Vincent Zhang

Engineering, Design & Productivity

How to Get Started on Your Big Project

Close your eyes and think about that dream project you wanted to do. I’m sure you have a grand vision. Now open your eyes and scratch all that, because you haven’t started it yet.

Dream projects are by definition complicated and doing such projects is hard. The most common thing you’ll hear about this is the advice of “just do it”. In reality, this advice is as useful as “just don’t be poor” because it lacks practical detail.

A better advice to give than “just do it” is “just get started”. Science has proven that once you started putting down the first stroke on the canvas, you don’t usually stop there. Starting can lead to great things.

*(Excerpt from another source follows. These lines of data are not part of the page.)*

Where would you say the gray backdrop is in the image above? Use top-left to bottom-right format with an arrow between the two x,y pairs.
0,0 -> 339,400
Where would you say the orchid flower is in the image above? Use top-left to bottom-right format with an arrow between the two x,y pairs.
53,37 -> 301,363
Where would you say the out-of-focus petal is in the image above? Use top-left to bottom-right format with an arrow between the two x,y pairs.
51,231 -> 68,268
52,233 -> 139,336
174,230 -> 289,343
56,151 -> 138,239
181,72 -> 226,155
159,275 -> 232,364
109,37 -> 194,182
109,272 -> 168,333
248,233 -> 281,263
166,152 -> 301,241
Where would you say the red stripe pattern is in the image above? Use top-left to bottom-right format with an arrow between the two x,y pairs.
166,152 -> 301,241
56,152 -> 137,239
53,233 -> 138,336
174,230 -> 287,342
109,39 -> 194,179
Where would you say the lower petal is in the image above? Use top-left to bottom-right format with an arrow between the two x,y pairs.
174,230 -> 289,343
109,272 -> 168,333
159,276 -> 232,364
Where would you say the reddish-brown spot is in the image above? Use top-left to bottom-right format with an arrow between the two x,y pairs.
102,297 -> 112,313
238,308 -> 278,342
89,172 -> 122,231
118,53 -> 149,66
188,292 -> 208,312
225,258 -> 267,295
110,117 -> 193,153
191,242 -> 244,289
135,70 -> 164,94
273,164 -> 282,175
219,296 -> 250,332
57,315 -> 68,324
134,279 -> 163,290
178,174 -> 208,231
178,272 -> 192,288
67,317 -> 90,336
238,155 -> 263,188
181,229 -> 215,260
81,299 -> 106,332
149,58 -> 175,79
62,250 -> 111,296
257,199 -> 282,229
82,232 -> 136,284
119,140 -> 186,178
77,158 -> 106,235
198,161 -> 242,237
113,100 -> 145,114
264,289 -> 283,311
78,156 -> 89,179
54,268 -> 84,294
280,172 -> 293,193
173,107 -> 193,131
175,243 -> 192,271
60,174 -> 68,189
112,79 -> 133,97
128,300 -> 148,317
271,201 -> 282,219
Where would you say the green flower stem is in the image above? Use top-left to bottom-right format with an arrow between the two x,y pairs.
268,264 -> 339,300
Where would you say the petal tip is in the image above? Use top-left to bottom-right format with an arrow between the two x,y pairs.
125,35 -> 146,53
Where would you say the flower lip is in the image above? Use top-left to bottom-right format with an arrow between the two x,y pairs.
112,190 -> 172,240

Science also tells us that starting is hard. Because to do that you need to overcome your inertia, the mental resistance. Human brain works in associations, which means when you hear about putting down a stroke, you are not just thinking about that stroke. you are thinking about the implication of a whole painting. Change is scary. Overwhelming is instant. So you tell yourself the easiest way not to fail is to never try starting.

The key to not get overwhelmed doing a big project is to start small. Of course, that brings other problems: as the task gets smaller, it feels less important, thus we tend to postpone it indefinitely or wander off.

How about a deadline?

This is where time boxing comes in. Time boxing is the act of starting small with a self imposed deadline.

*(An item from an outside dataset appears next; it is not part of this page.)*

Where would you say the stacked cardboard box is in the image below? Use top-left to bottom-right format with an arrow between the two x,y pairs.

The technique is simple and it works like this:

Let’s get back to your dream project. What can you achieve, if all you have is one week? One day? Or even one hour?

Ah, now you have to be selective about what you do. Really selective.

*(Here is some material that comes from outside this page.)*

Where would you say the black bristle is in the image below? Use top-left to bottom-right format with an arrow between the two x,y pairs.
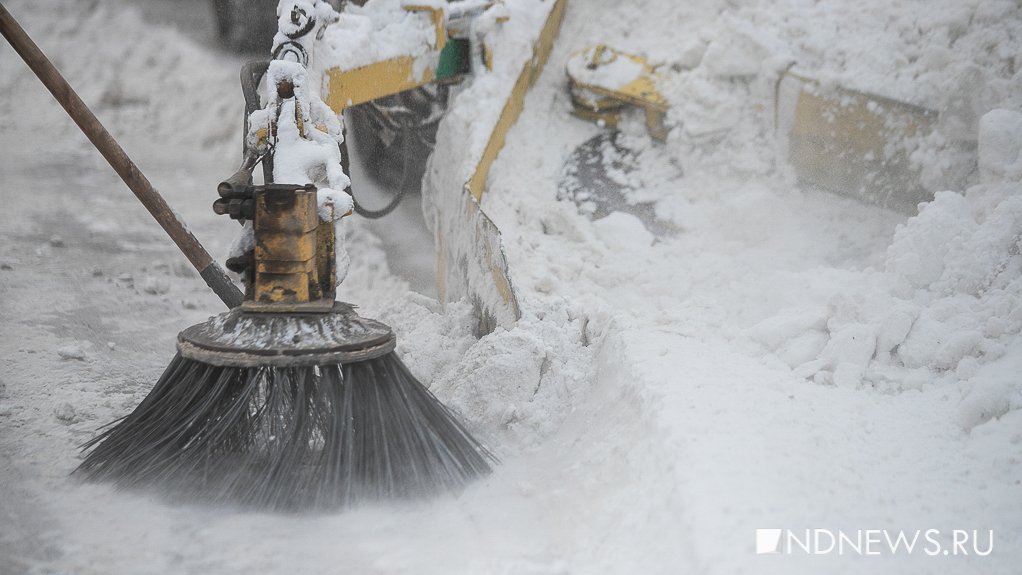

Time boxing is scientifically proven to be effective. The famous Parkinson’s Law states that tasks expand to fill the time given to them. Remember that time in college when you wrote a 20-page essay the day before due? Sounds like you know the technique already.

Advantages of time boxing include but are not limited to:

  • Time boxing’s self proposed deadline creates and a sense of urgency. Urgency is biologically proven to be a source of productivity boost. You are deliberately creating discomfort, which is a key element of getting better.
  • Time boxing also creates boundary. It forces you to dissect a big problem into small, concrete problems. This ability to divide and extract problems is one of the most important skills in engineering and many other careers. Time boxing your projects is a great way to deliberately practice that.
  • Time boxing forces you to make many small bets instead of a big bet, which is the key to big discoveries, according to research. It enables fast iteration, a great workspace invention of the 21st century. You should consider integrating a feedback loop, just like a good fast iteration method will; at the minimum, you could do retrospection.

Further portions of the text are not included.